I remember when I played rec league basketball as a little kid. I wasn't the fastest or the biggest kid so I played hard on defense and did what I could to get someone else a good look at the basket. But I knew at any given time I was more than likely to be in the bottom 5 of the players out on the court. It was never more evident than when I touched the actual ball.

I'd panic.

Unbelievable panic. I would force up horribly ugly shots. I should be passing the ball. Instead I would freak out look up and shoot. Damn setting my feet and and squaring up. I just hoisted the ball in the air for some of the ugliest shooting you have ever seen.

I would always be so embarrassed after games thinking, 'why do you do that?' Which I guess is a question I ask myself all the time. Recently I have been asking it of myself when it comes to my friendships. One of the horrible flaws I share with my father is the feeling that I always need to impress/buy my friends. I know I don't need to. I know in my heart that I am a good guy. I care deeply about those people who are close to me. I try my damnedest to be their for them when they need support, plus I think that I am amusing and smart enough to make for good company. But when I am with them and the issue of money comes up I feel like I always have to over compensate.

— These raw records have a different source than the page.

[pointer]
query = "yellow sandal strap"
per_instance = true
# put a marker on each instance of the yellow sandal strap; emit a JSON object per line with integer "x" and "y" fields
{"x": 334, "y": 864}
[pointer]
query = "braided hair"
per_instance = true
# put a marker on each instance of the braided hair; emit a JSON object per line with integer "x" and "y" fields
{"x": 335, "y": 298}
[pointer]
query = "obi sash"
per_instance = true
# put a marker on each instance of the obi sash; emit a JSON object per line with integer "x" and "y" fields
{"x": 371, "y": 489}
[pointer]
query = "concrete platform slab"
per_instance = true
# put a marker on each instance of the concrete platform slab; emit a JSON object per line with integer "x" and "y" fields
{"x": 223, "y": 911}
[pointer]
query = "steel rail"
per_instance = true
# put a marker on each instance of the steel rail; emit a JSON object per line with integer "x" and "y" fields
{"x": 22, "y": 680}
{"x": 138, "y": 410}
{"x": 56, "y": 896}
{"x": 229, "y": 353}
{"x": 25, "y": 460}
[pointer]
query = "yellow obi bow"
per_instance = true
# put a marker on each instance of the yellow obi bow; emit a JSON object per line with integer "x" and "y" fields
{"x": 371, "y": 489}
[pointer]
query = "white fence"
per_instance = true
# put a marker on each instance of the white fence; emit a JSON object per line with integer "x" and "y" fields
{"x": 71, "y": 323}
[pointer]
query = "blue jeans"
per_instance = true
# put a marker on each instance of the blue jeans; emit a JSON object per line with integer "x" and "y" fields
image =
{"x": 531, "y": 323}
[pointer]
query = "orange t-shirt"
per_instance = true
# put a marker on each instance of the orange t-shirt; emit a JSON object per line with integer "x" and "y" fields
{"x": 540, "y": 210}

Drinks, there on me. Dinner, I got the check. How much did the tickets cost, don't worry about it.

A quick note here. In no way are my friends leaches. They have paid for their fair share of things and always offer to pay. The problem doesn't lie with them. It's with me. There are times when I am more than happy to pay for them, to buy them things and its not an issue. I have the money for it. But there are other times where I tell myself, "you can't spend more than X." But when the check comes it different story. The blame lies in me. I try to be something I am not. I pay partly to show love and partly to mask my own insecurities. In that moment of laying down the plastic charge card or pulling out the handful of twenties I allow myself to pretend that I am more successful and secure than I really am.

I really need to get a hold of myself. I need to firmly believe and know that the love my friends have for me isn't tied to the amount of money I am willing to spend on them. When I forced up those shots during games I was trying to do things beyond what I was truly capable of, and the result of those actions were negative. It's the same here. I need to be honest with myself and know that if it's good enough for those around me it should be good enough for me too.